Question: For which $E$ does it hold that if $D\subset\Bbb C$ is a domain, $f:D\to E$ is holomorphic and $||f(z)||$ is constant then $f$ is constant?
For reference below I'm going to call such spaces cnc spaces (for "constant norm implies constant").
(Why the several-complex-variables tag: If $E$ is not cnc then in some sense the boundary of the unit ball contains analytic disks. So I wonder if maybe at least in the finite-dimensional case this has something to do with strict pseudo-convexity of the unit ball. I know nothing about scv...)
Context: The positive answers to this question show that $\Bbb C^2$ with the euclidean norm is a cnc space. In fact one of the answers shows that any Hilbert space is cnc. (Replace the pair of power series in that answer by a single power series with $E$-valued coefficients...)
I conjectured that any Banach space is cnc. But no:
Example: $\Bbb C^2$ with the $\ell_\infty$ norm $||z||_\infty=\max(|z_1|,|z_2|)$ is not cnc. Consider the function $f(z)=(1,z)$ in the unit disk.
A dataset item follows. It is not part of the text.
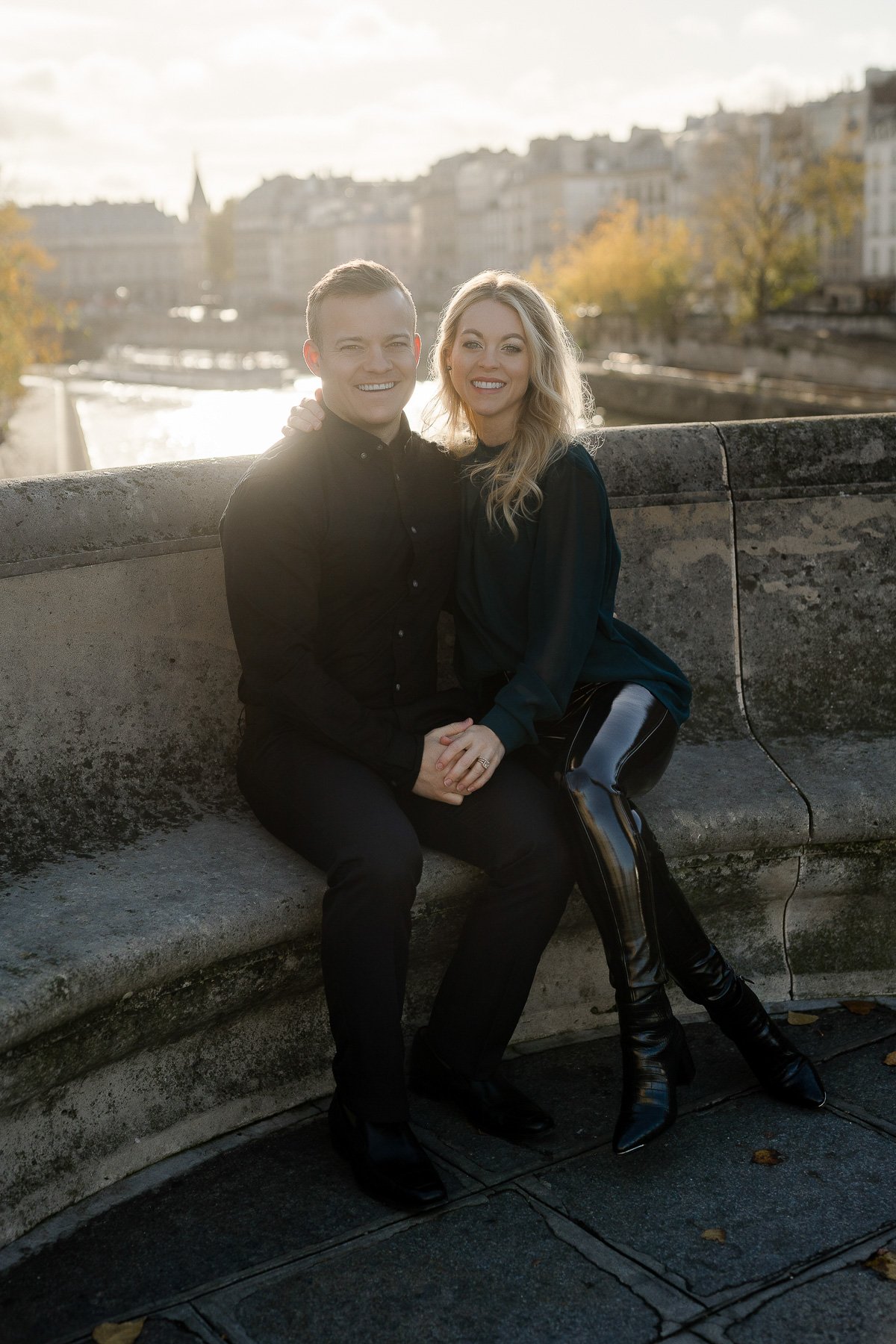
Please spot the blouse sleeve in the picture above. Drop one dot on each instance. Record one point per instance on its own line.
(571, 558)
My work so far: My failed proof that every Banach space is cnc leads naturally to a condition that does imply cnc. Having no idea whether it's equivalent to one of the standard [adverb]-convex conditions, I'm going to invent another silly name and call it qc, for "quite convex":
Definition $E$ is qc if for every $\Lambda\in E^*$ with $\Lambda\ne0$ there exists exactly one $x\in E$ with $||x||=1$ and $\Lambda x=||\Lambda||$.
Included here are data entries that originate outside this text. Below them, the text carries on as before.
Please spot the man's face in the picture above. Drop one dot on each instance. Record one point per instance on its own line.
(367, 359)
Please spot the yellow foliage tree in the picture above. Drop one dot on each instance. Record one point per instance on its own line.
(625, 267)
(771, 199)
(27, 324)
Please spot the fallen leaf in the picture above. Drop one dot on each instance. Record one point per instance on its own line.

So for example any Hilbert space is qc, as is $L^p(\mu)$ for $\sigma$-finite $\mu$ and $1<p<\infty$.
Easy Theorem. If $E$ is qc then $E$ is cnc.
Proof: Say $D$ is connected, $f:D\to E$ is holomorphic and $||f(z)||=1$ for all $z$. Fix $p\in D$. Hahn-Banach shows there exists $\Lambda\in E^*$ with $||\Lambda||=1$ and $\Lambda f(p)=1$. Now since $|\Lambda f(z)|\le 1$ for every $z$, MMT shows that $\Lambda\circ f$ is constant.
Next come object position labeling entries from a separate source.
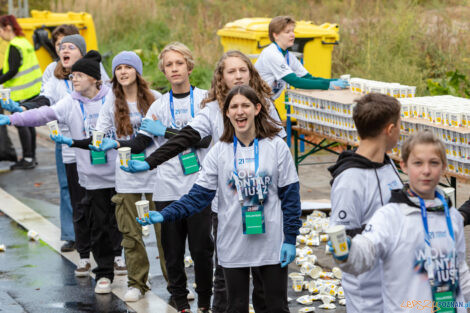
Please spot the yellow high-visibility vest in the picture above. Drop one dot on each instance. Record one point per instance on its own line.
(27, 82)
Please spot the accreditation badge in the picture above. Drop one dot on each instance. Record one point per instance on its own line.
(189, 162)
(253, 220)
(98, 157)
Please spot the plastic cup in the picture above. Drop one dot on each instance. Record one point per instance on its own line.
(5, 94)
(338, 238)
(97, 137)
(142, 208)
(124, 155)
(53, 128)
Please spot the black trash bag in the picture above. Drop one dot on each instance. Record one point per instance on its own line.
(7, 151)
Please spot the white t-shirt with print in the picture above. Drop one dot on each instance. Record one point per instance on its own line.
(210, 122)
(141, 182)
(170, 182)
(272, 67)
(68, 112)
(276, 169)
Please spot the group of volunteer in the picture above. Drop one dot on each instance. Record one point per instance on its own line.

So for every $z\in D$ we have $\Lambda f(z)=\Lambda f(p)=||f(z)||=||f(p)||=||\Lambda||=1$; the definition of qc was contrived precisely so that this should imply $f(z)=f(p)$.
It doesn't seem obviously impossible that assuming $E$ is not qc one could construct an example analogous to the $f(z)=(1,z)$ above to show that $E$ is not cnc... Edit: No, the answer below shows that $L^1(\mu)$ is cnc, while it certainly is not qt.
This was studied in The strong maximum modulus theorem for analytic functions into a Banach space by Edward Thorp and Robert Whitley (Proc. Amer. Math. Soc. 18 (1967), 640-646). I quote the relevant parts.
Note that in their language, "unit sphere" is $\{x : \|x\|\le 1\}$, while the set $\{x : \|x\| = 1\}$ is "the surface of the unit sphere".
If $X$ is strictly convex in the real sense (the unit sphere contains no nontrivial line segments), then the condition of Theorem 3.1 is satisfied. However, Thorp and Whitley show that some non-strictly convex spaces satisfy this condition too, most notably $L^1$ [over any measure space].
For later developments, see papers by Patrick Dowling such as Extensions of the Maximum Principle for Vector-Valued Analytic and Harmonic Functions (Journal of Mathematical Analysis and Applications Volume 190, Issue 2, pages 599-604).